Governments worldwide have spent $5 trillion (€3.84 trillion) in stimulus packages designed to reverse the global recession.

The G20 communique, which was expected late yesterday, was likely to stress the need to balance growth between exporting countries such as China and Germany and the most indebted consumer countries, mainly the US.

US treasury secretary Tim Geithner has in recent weeks led a campaign for Beijing to strengthen its currency. Mr Geithner received support from Brazil and Europe, with a draft EU document calling for “effective real appreciation of the renminbi”.

But Japanese finance minister Naoto Kan said on Thursday night that leaders were “mindful about not ordering each other to do things in an open forum” and warned that singling out China for mention “could actually spur a backlash”.

More than two years after the global economic crisis started, the G20 is still struggling to reach agreement on financial reforms to ensure such a crisis does not reoccur. The IMF this week proposed taxes on banks’ non-deposit liabilities and the sum of their profit and compensation. These taxes would be used to create a fund to cover the cost of future bailouts. The US and most EU countries have embraced the idea, but it is opposed by Canada, Japan and Australia.

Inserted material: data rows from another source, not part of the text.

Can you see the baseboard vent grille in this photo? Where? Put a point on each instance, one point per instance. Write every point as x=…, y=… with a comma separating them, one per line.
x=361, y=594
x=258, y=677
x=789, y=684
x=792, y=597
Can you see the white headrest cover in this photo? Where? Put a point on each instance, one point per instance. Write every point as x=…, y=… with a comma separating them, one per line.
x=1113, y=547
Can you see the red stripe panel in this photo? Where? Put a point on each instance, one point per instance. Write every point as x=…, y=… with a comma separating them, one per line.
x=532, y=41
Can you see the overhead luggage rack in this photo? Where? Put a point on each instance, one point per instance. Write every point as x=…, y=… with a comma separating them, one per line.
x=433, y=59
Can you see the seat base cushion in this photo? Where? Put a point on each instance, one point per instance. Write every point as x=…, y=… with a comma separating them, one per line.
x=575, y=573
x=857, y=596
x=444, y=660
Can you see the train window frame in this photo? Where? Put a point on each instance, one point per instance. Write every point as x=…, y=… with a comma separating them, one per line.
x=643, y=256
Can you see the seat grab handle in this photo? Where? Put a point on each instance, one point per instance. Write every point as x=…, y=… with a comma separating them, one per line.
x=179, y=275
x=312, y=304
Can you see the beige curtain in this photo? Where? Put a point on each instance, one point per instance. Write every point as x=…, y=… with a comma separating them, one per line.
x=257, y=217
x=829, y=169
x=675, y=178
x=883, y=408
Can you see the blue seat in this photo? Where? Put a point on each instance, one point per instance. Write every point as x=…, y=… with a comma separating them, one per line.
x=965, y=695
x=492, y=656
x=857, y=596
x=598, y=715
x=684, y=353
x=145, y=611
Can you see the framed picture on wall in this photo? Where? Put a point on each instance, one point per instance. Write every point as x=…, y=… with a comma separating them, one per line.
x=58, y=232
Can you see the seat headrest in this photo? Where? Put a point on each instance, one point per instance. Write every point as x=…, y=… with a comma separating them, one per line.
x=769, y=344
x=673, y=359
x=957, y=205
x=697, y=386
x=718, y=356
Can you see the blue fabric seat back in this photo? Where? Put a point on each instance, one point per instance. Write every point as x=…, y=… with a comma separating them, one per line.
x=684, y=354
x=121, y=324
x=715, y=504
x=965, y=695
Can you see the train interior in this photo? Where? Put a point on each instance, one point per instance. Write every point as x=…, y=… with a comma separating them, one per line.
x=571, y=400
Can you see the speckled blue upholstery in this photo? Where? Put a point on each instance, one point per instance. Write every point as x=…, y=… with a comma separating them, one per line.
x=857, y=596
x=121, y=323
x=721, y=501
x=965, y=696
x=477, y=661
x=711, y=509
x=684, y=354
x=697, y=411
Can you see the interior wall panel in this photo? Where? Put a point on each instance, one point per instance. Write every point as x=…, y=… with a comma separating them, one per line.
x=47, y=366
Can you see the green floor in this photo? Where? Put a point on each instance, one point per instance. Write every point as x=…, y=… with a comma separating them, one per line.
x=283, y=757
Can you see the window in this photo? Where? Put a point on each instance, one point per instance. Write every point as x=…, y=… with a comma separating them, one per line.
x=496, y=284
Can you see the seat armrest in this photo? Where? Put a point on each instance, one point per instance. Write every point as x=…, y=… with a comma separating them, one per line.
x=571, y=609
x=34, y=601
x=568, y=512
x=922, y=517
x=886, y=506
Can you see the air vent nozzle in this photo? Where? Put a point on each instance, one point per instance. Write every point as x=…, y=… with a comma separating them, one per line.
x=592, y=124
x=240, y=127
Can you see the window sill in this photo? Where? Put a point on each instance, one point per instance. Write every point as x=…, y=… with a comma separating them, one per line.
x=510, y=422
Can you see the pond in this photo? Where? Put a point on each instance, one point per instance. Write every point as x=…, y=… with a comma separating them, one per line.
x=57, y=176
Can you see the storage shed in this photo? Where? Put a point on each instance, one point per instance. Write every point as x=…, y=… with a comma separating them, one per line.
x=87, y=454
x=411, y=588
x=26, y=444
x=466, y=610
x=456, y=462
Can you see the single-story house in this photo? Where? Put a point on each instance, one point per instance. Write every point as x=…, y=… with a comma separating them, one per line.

The G20, which accounts for 85 per cent of global gross domestic product, last September declared itself the main forum for setting international economic policy. Its members are Argentina, Australia, Brazil, Britain, Canada, China, France, Germany, India, Indonesia, Italy, Japan, South Korea, Mexico, Russia, Saudi Arabia, South Africa, Turkey, the US and the EU.

The debate on financial regulation within the G20 is mirrored in the US Senate, where Democrats and Republicans were to spend the weekend hammering out details of a draft Bill on the issue. Senate leader Harry Reid announced on Thursday that he would call a vote on Monday to bring the legislation to a final debate.

The US legislation is based on G20 pledges to reform the financial system, though Mr Strauss-Kahn has said it “comes too soon in terms of having a global answer”.

The Bill, drafted by Senate banking committee chairman Chris Dodd, would ban proprietary trading (where a bank gambles its own funds), impose tough regulations on complex financial derivatives, give shareholders a non-binding vote on executive compensation, and create a consumer protection bureau at the US Federal Reserve.

It would also allow the government to dismantle “too big to fail” firms whose demise could threaten the entire economy.